To determinate the effect of PCBP2 in HCC cell proliferation, we firstly transfected HepG2 and Huh7 cells with PCBP2 siRNA oligos to knockdown endogenous PCBP2. Western blot analysis was carried out at 48 h after transfection, which confirmed a significant reduction in PCBP2 expression in the PCBP2-siRNA#3-transfected cells (Fig. 4A). Therefore, PCBP2-siRNA#3 was used for further experiments. At the same time, we discovered that the silencing of PCBP2 expression obviously downregulated the levels of cyclin D1 and PCNA, with the upregulated levels of cyclin-dependent kinase inhibitor p27 (Fig. 4B). Furthermore, CCK-8 assay was used to confirm the effect of PCBP2 on HCC cell proliferation. The HepG2 and Huh7 cells transfected with PCBP2 siRNA#3 exhibited a marked decreased in the cell proliferation, as compared with the control siRNA-transfected ones (Fig. 4C). Likewise, colony formation assay revealed that depletion of PCBP2 markedly inhibited the colony formation capacity of the HepG2 and Huh7 cells (Fig. 4D). According to the above results, we further demonstrated whether PCBP2 expression could affect the cell cycle distribution in HCC cells by flow cytometric analysis. The results showed that depletion of PCBP2 caused G0/G1 phase arrest, accompanying a marked reduction in the cell population in the S phase (Fig. 4E). These results suggest that depletion of PCBP2 inhibits the proliferation of HCC cells.

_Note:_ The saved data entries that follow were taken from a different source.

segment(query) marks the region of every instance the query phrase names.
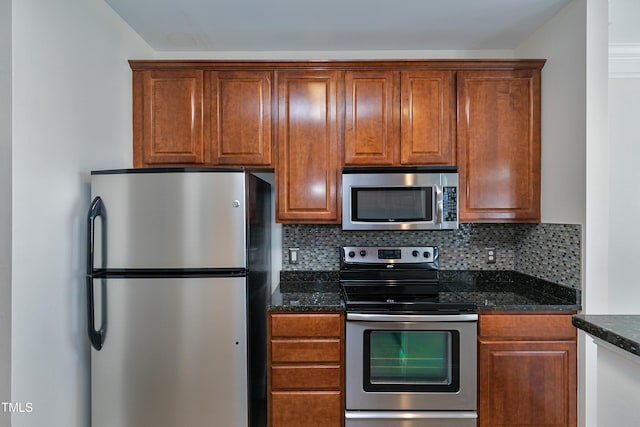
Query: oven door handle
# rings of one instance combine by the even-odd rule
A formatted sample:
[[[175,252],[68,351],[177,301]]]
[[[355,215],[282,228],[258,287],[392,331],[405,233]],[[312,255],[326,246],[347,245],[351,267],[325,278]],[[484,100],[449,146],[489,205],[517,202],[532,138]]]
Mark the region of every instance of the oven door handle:
[[[370,314],[347,313],[347,320],[362,322],[476,322],[476,313],[465,314]]]
[[[476,419],[473,411],[346,411],[348,420]]]

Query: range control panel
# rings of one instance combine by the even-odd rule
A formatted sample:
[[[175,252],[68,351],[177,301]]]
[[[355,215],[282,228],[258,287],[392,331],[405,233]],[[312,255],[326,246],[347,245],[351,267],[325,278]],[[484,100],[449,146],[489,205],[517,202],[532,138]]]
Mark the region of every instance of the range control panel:
[[[435,246],[345,246],[341,256],[345,264],[417,264],[433,262],[437,254]]]

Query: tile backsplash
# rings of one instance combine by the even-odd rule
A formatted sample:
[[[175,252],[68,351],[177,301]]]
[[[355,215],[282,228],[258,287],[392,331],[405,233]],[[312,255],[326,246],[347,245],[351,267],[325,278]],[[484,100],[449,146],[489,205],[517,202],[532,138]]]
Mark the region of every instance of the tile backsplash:
[[[581,226],[460,224],[450,231],[343,231],[339,225],[284,225],[283,271],[337,271],[341,246],[437,246],[441,270],[514,270],[580,289]],[[290,264],[288,248],[299,248]],[[486,248],[495,248],[488,264]]]

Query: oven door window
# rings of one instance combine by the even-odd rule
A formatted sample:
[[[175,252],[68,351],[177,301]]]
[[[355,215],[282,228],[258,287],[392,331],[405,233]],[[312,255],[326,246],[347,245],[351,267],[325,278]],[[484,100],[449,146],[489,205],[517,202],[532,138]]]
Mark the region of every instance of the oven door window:
[[[433,221],[433,187],[353,187],[352,221]]]
[[[367,330],[363,357],[365,391],[460,389],[458,331]]]

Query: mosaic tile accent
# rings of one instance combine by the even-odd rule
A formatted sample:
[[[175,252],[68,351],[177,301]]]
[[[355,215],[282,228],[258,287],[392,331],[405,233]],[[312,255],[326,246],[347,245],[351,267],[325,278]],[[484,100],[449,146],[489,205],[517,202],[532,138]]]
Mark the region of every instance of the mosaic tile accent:
[[[580,289],[582,227],[540,225],[527,229],[518,240],[514,270]]]
[[[446,231],[343,231],[339,225],[283,225],[283,271],[337,271],[342,246],[438,246],[441,270],[515,270],[580,289],[581,227],[460,224]],[[289,264],[288,248],[300,248]],[[495,248],[496,263],[485,261]]]

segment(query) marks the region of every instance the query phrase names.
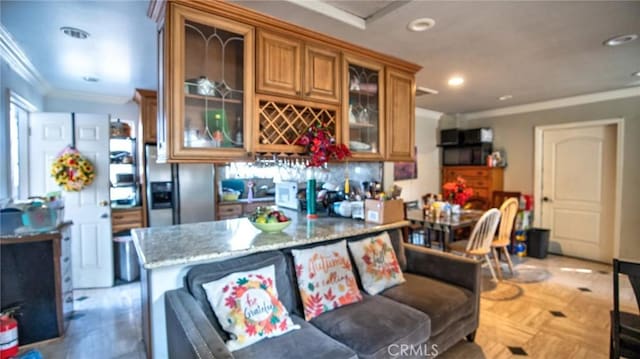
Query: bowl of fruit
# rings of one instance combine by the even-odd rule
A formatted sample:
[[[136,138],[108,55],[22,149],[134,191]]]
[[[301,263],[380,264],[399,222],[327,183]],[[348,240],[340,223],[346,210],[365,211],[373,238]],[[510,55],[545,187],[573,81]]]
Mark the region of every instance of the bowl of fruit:
[[[256,212],[249,217],[249,222],[263,232],[277,233],[291,224],[291,218],[282,211],[271,207],[258,207]]]

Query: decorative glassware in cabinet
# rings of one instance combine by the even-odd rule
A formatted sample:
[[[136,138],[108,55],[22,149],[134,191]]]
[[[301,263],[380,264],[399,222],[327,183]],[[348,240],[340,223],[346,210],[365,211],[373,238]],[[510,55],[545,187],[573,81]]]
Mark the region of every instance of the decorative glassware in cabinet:
[[[244,145],[244,36],[186,20],[184,147]]]
[[[349,149],[354,157],[377,158],[383,137],[380,114],[382,67],[348,62],[348,133]]]

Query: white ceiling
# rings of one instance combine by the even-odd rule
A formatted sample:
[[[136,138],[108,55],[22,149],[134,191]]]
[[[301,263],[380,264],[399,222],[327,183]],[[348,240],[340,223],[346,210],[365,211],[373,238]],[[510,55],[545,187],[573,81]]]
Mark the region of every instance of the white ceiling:
[[[156,24],[146,1],[1,0],[0,7],[2,25],[54,91],[130,98],[136,87],[157,87]],[[68,37],[62,26],[90,37]]]
[[[314,2],[324,13],[309,9]],[[420,64],[418,86],[439,94],[416,103],[435,111],[468,113],[640,85],[631,76],[640,71],[640,39],[602,46],[616,35],[640,34],[638,1],[237,3]],[[0,6],[2,24],[52,87],[118,96],[156,87],[155,24],[146,17],[146,1],[2,0]],[[365,28],[327,16],[332,9]],[[417,17],[436,25],[409,32],[407,23]],[[92,36],[67,38],[58,31],[65,25]],[[90,72],[101,81],[82,81]],[[463,87],[446,85],[454,73],[466,78]],[[513,98],[497,100],[506,94]]]

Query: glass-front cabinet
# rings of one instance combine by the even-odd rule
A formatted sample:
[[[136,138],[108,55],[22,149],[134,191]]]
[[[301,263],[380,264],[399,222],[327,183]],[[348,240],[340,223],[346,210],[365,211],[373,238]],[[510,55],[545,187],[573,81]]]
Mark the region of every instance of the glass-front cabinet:
[[[383,160],[384,66],[345,55],[343,139],[354,159]]]
[[[177,4],[168,6],[168,83],[163,88],[167,159],[246,158],[254,92],[253,27]]]

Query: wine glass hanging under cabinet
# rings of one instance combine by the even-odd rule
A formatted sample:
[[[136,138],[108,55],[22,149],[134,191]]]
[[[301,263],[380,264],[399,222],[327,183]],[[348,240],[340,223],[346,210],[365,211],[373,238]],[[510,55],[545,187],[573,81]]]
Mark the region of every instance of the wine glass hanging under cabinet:
[[[171,159],[246,158],[253,101],[252,27],[175,6],[168,91]],[[176,97],[175,94],[181,94]]]
[[[354,158],[381,160],[384,153],[383,66],[345,56],[346,113],[343,113],[343,140]]]

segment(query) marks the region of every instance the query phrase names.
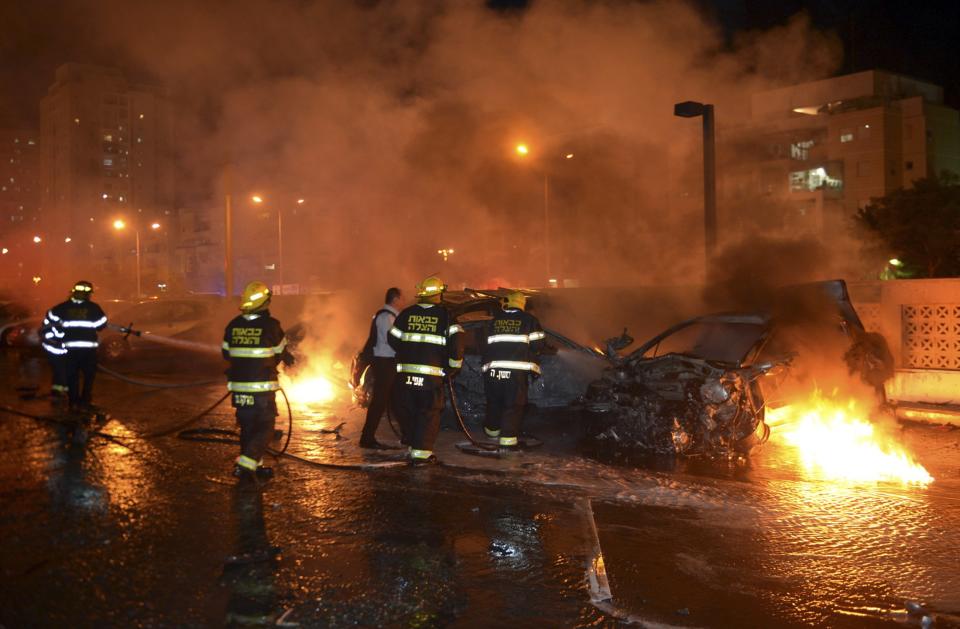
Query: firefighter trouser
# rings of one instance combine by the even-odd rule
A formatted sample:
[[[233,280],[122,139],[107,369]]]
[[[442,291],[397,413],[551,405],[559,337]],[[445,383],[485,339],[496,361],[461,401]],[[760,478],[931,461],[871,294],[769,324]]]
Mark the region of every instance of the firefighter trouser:
[[[393,393],[394,412],[411,454],[418,458],[418,453],[432,453],[440,432],[443,381],[437,376],[398,373]]]
[[[377,427],[380,426],[383,411],[387,410],[390,403],[390,392],[397,377],[397,360],[376,356],[370,365],[370,371],[373,373],[373,397],[367,408],[367,420],[363,424],[360,443],[369,443],[377,437]]]
[[[240,426],[240,459],[237,462],[244,467],[255,468],[273,439],[277,394],[274,391],[234,393],[233,405],[237,409],[237,424]]]
[[[50,391],[54,395],[66,395],[70,387],[67,385],[67,355],[45,352],[47,362],[50,363],[50,372],[53,374]]]
[[[83,389],[80,375],[83,374]],[[67,352],[66,376],[70,404],[90,404],[93,400],[93,379],[97,375],[97,350],[70,349]]]
[[[529,374],[517,369],[490,369],[483,378],[487,412],[483,426],[500,431],[500,443],[516,445],[527,406]]]

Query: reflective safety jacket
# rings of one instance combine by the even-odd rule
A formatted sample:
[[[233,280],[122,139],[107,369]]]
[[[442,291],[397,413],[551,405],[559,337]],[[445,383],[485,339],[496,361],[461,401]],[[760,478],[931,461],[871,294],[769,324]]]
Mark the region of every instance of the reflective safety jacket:
[[[514,369],[540,373],[539,354],[547,335],[535,316],[517,308],[504,308],[487,323],[481,358],[484,372]]]
[[[235,317],[223,332],[222,347],[230,361],[227,389],[235,393],[276,391],[277,365],[293,364],[283,328],[266,310]]]
[[[51,321],[49,315],[47,312],[40,326],[40,346],[51,356],[63,356],[67,353],[67,348],[63,346],[63,328]]]
[[[463,327],[437,304],[414,304],[397,315],[387,337],[397,352],[397,373],[423,376],[439,386],[450,370],[463,367]]]
[[[97,332],[106,327],[107,315],[104,314],[99,305],[92,301],[70,298],[47,311],[47,315],[44,317],[44,327],[47,327],[47,322],[49,322],[51,329],[56,329],[62,333],[63,336],[60,336],[59,339],[62,348],[68,352],[77,349],[96,349],[100,346],[97,340]],[[41,340],[57,338],[57,332],[51,333],[53,336],[50,339],[44,338]],[[51,347],[54,346],[51,345]],[[44,349],[50,351],[47,347],[44,347]]]

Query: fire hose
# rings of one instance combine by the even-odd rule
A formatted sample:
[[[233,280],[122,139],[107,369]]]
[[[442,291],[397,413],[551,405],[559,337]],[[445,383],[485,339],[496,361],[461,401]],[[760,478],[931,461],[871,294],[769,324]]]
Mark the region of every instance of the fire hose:
[[[457,405],[457,394],[454,391],[453,378],[447,377],[447,388],[450,390],[450,406],[453,407],[453,412],[457,416],[457,423],[460,424],[460,430],[467,436],[470,443],[482,450],[496,450],[497,446],[477,441],[473,438],[473,435],[470,434],[470,429],[467,428],[467,422],[463,420],[463,415],[460,414],[460,407]]]

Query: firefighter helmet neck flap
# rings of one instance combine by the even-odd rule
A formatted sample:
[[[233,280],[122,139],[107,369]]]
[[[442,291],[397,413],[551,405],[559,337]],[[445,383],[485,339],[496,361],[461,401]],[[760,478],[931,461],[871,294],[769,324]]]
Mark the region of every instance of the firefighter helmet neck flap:
[[[270,292],[270,287],[266,284],[250,282],[240,296],[240,312],[251,314],[266,310],[267,306],[270,305],[271,297],[273,297],[273,293]]]
[[[504,308],[525,310],[527,307],[527,296],[518,290],[510,291],[504,296],[502,303]]]
[[[80,280],[73,285],[73,291],[70,295],[79,301],[90,301],[90,295],[93,294],[93,284],[86,280]]]
[[[447,290],[447,285],[443,283],[443,280],[431,275],[417,284],[417,301],[431,304],[440,303],[440,298],[445,290]]]

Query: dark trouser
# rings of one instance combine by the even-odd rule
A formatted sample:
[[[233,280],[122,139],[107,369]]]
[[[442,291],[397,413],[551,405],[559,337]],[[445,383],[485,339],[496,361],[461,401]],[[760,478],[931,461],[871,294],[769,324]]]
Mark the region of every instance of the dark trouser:
[[[500,431],[500,442],[516,439],[527,406],[529,375],[516,369],[491,369],[483,378],[487,396],[484,427]]]
[[[240,426],[240,456],[252,461],[251,468],[259,464],[273,439],[277,420],[277,394],[234,393],[233,405],[237,409],[237,424]],[[243,464],[242,458],[238,463]]]
[[[367,420],[363,424],[363,434],[360,435],[361,443],[373,441],[377,437],[377,427],[380,426],[383,411],[390,403],[390,391],[397,377],[397,359],[376,356],[370,365],[370,371],[373,374],[373,397],[370,407],[367,408]]]
[[[70,404],[89,404],[93,399],[93,379],[97,375],[97,350],[71,349],[66,360],[67,386],[70,388]],[[80,374],[83,374],[83,390],[80,390]]]
[[[417,382],[422,384],[417,386]],[[393,408],[400,421],[404,441],[414,450],[414,458],[418,458],[416,451],[433,452],[433,444],[440,432],[440,412],[443,410],[442,385],[443,381],[437,376],[397,374],[393,387]]]
[[[70,387],[67,386],[67,355],[51,354],[50,352],[45,353],[47,355],[47,362],[50,363],[50,371],[53,374],[53,382],[51,382],[50,390],[54,395],[66,395],[70,389]]]

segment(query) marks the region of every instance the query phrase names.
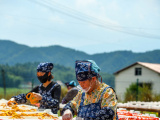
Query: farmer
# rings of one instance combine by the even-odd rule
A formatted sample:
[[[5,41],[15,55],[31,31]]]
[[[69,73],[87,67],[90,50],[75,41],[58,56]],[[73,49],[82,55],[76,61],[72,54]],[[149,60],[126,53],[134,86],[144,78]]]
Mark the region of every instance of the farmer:
[[[52,113],[57,114],[59,109],[61,86],[52,81],[54,78],[51,74],[51,70],[54,65],[49,62],[40,63],[37,67],[37,78],[41,82],[39,86],[33,88],[29,93],[32,93],[32,97],[38,100],[40,103],[40,109],[51,109]],[[9,101],[15,101],[18,104],[24,104],[27,102],[27,94],[19,94],[13,96]],[[29,95],[28,97],[31,97]]]
[[[112,87],[99,82],[100,68],[93,60],[75,62],[75,73],[81,90],[62,110],[62,119],[77,115],[84,120],[116,120],[117,97]]]
[[[74,80],[65,83],[65,85],[67,86],[68,92],[65,95],[65,97],[62,99],[62,104],[66,104],[69,101],[73,100],[73,98],[78,93],[78,88],[76,87],[76,82]]]

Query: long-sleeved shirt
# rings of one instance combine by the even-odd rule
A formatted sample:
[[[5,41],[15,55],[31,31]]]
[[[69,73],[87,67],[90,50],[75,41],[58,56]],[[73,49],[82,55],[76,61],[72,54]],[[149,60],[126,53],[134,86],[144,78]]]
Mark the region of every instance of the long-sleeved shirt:
[[[65,95],[65,97],[62,100],[62,104],[66,104],[69,101],[73,100],[73,98],[77,95],[78,93],[78,88],[77,87],[73,87],[71,88],[67,94]]]
[[[42,100],[39,101],[40,108],[51,109],[54,114],[57,114],[61,95],[61,86],[58,83],[51,82],[47,87],[43,87],[41,84],[40,86],[33,88],[30,92],[41,94]],[[27,102],[27,94],[19,94],[13,97],[17,103],[23,104]]]
[[[108,85],[106,85],[105,83],[101,83],[100,86],[93,90],[91,94],[86,93],[85,94],[85,99],[83,104],[84,105],[89,105],[91,103],[97,103],[101,97],[102,91],[104,90],[104,88],[106,88]],[[68,103],[64,109],[62,110],[62,114],[66,109],[70,109],[74,114],[77,114],[78,112],[78,108],[80,106],[81,103],[81,97],[82,97],[82,91],[79,90],[77,96],[70,102]],[[110,114],[108,111],[113,111],[114,114]],[[101,101],[101,110],[100,112],[97,114],[97,118],[98,117],[108,117],[112,118],[113,120],[116,120],[116,112],[117,111],[117,98],[116,98],[116,94],[114,92],[114,90],[112,88],[108,88],[103,96],[102,96],[102,101]],[[92,118],[86,118],[86,119],[92,119]],[[107,120],[108,118],[106,118]],[[111,120],[112,120],[111,119]]]

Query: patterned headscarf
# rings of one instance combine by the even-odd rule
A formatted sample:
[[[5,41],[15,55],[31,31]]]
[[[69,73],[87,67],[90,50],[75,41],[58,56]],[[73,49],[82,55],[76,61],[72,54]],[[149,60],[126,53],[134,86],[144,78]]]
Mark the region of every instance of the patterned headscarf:
[[[49,63],[49,62],[40,63],[37,66],[37,72],[51,72],[53,67],[54,67],[54,65],[52,63]]]
[[[94,76],[98,76],[100,68],[93,60],[77,60],[75,63],[75,72],[78,81],[85,81]]]

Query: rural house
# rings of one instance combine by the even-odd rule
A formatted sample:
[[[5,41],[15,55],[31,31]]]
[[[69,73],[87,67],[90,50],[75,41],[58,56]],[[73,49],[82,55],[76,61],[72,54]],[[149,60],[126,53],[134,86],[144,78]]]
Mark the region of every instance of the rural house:
[[[121,100],[132,83],[142,86],[144,83],[154,92],[160,94],[160,64],[136,62],[117,72],[115,75],[115,90]]]

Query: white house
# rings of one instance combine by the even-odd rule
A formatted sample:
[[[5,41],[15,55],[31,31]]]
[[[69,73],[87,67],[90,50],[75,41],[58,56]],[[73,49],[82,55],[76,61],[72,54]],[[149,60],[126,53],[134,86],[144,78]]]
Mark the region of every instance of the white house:
[[[115,90],[124,99],[124,93],[132,83],[146,83],[154,93],[160,94],[160,64],[136,62],[117,72],[115,75]]]

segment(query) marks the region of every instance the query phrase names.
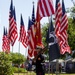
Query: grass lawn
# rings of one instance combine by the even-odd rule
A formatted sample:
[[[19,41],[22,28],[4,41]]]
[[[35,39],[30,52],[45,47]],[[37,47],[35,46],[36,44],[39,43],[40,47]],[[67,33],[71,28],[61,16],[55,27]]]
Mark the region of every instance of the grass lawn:
[[[14,73],[14,75],[36,75],[34,72],[27,73]],[[56,74],[45,74],[45,75],[56,75]],[[75,74],[58,74],[58,75],[75,75]]]

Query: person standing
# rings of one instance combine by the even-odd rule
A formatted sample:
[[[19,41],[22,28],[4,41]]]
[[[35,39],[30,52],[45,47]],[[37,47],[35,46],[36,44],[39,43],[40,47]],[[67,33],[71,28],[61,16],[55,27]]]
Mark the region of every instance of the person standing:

Sorafenib (Nexavar), a multiple kinase inhibitor, has shown survival benefits in patients with advanced HCC and has become the first approved drug for HCC (28,29). However, the clinical response of sorafenib was seriously limited by drug resistance and thus we tested the possibility that high expression of PCBP2 may be involved in sorafenib resistance in HCC. We firstly investigated the sensitivity of HCC cells to sorafenib. The results showed that sorafenib induced the apoptosis of HCC cells in a dose-dependent manner (Fig. 5A). Then we transfected HepG2 cells with PCBP2 siRNAs#3 or control siRNA, and exposed the cells to sorafenib (50 µM) or DMSO. The flow cytometric analysis showed that depletion of PCBP2 significantly increased the percentage of apoptotic cells in the absence of sorafenib treatment (33.56 vs. 55.64%). Following sorafenib treatment, PCBP2-depleted cells exhibited a markedly increased level of apoptosis (59.01 vs. 78.38%), compared with the mock-transfected group (Fig. 5B). The bar chart shows the ratio of apoptotic cells by densitometry (Fig. 5C). These results revealed that interference of PCBP2 could potentiate HCC cells to sorafenib-induced apoptosis. Furthermore, western blot analysis showed that transfection with PCBP2 siRNA#3 significantly increased the level of active caspase-3, Bax and inhibited the level of Bcl-2, especially after sorafenib treatment (Fig. 5D). The bar chart shows the ratio of PCBP2, active caspase-3, Bax and Bcl-2 expression to GAPDH (Fig. 5E). These results indicate that high expression of PCBP2 may contribute to sorafenib resistance by regulating Bcl-2 proteins in HCC cells.